Saturday, January 11, 2014
#2 [2014-CBR6] "The Adventures of Sally" by P.G. Wodehouse
As soon as I started reading The Adventures of Sally, it was like a refreshing breath of air. Gone was the pretentious, wordy preaching of Thoreau and instead I was thrown into the clever and quick dialogue and descriptions of Sally and her friends. Only one page in, and I knew I would finish this book.
Sally Nicholas has just turned twenty-one and come into her small inheritance of $25,000. This book follows Sally for a short time as she travels to Europe, meets new people, and deals with her [often, a problem] brother Fillmore.
In some ways, Wodehouse's writing reminded me of Jane Austen, and I was thrilled to find another author like her that I could enjoy. The plot of Sally's life isn't particularly exciting, but the writing is often funny, unique and insightful, making the small details of Sally's life more delightful than they would be in the hands of someone else. Sally was a great character, with personality and wit. I was also impressed by the primarily sympathetic portrayal of a woman protagonist in the 1920's. "Success! How men worshipped it, and how little of themselves they had to spare for anything else...There might be a woman in each of their lives, but she came second--an afterthought--a thing for their spare time." (78)
Although I was reminded of Austen when I began reading, this illusion didn't hold through the whole book. Wodehouse's characters were all heightened to a degree that emphasized humor over realism. It felt more like watching a sitcom on television than a BBC Austen movie. I didn't know anything about the book or plot going in, but the tone let me in on the secret that all would turn out well in the end. Also, any man that Sally happened to meet, fell in love with her immediately. There were too many happy coincidences that kept the plot moving, but kept me from believing this was even close to reality. However, I did get attached to Sally and her friends, and I wanted the best for her.
SPOILERS: The only part that really bothered me was Sally's actions near the end of the book. Because of her helpful and sympathetic nature, she ends up out of money near the end of the book and she's forced to go back to working as a taxi dancer to earn a living. While in these desperate straits, Mr. Carmyle, a man she always disliked, shows up and she agrees to marry him. Podehouse almost made that scene half believable, but Sally never cared about money and she wasn't too concerned when she lost hers. She would never marry someone she actively disliked--for money or desperation. The only reason this was in the book was to manufacture drama, which was unnecessary. Immediately after she agrees, she sees her true love and realizes her mistake, but she refuses to break the engagement because she "promised."

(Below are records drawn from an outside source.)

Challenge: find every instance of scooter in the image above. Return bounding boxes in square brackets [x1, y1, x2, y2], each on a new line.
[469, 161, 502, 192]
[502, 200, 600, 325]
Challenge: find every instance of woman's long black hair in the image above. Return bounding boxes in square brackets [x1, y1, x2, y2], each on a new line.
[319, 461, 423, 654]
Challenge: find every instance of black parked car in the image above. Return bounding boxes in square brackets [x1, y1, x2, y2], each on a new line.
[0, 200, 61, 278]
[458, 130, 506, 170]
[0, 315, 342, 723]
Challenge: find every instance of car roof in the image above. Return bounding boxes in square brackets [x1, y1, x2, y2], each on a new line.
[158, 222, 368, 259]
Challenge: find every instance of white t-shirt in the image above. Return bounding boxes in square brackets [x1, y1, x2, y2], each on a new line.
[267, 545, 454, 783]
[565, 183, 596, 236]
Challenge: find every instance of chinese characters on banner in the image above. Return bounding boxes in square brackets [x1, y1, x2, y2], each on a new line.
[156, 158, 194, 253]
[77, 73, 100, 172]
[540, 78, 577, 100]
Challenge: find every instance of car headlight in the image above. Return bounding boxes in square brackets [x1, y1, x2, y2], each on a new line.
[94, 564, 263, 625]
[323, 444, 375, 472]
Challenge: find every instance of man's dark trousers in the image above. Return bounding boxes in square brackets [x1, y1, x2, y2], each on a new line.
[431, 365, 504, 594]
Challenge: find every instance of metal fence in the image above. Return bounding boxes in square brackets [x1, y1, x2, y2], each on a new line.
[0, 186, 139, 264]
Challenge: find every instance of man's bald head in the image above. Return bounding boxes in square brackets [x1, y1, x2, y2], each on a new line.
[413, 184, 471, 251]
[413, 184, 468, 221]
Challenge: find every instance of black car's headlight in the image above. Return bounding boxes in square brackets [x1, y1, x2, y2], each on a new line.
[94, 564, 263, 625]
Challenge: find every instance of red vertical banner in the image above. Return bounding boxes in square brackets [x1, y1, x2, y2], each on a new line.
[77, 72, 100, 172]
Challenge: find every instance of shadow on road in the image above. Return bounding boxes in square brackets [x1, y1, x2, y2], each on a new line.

Seriously? This is a smart woman who is practical and doesn't care for pretension. Isn't it better to break a promise than make three people miserable for the rest of their lives? Of course, everything works out in the end, but Sally is entirely passive and lucky. She makes some ridiculous choices and fate seems to bump in and help her out. It would be like Elizabeth Becket agreeing to marry Mr. Collins and refusing to break the engagement when she realizes her mistake. Ugh. A disappointing ending for a likable character.
I enjoyed reading the book, but Sally was so frustrating in the end that I'm bumping it down from four to three stars. I will, however, be reading some more books by P.G. Wodehouse in the future.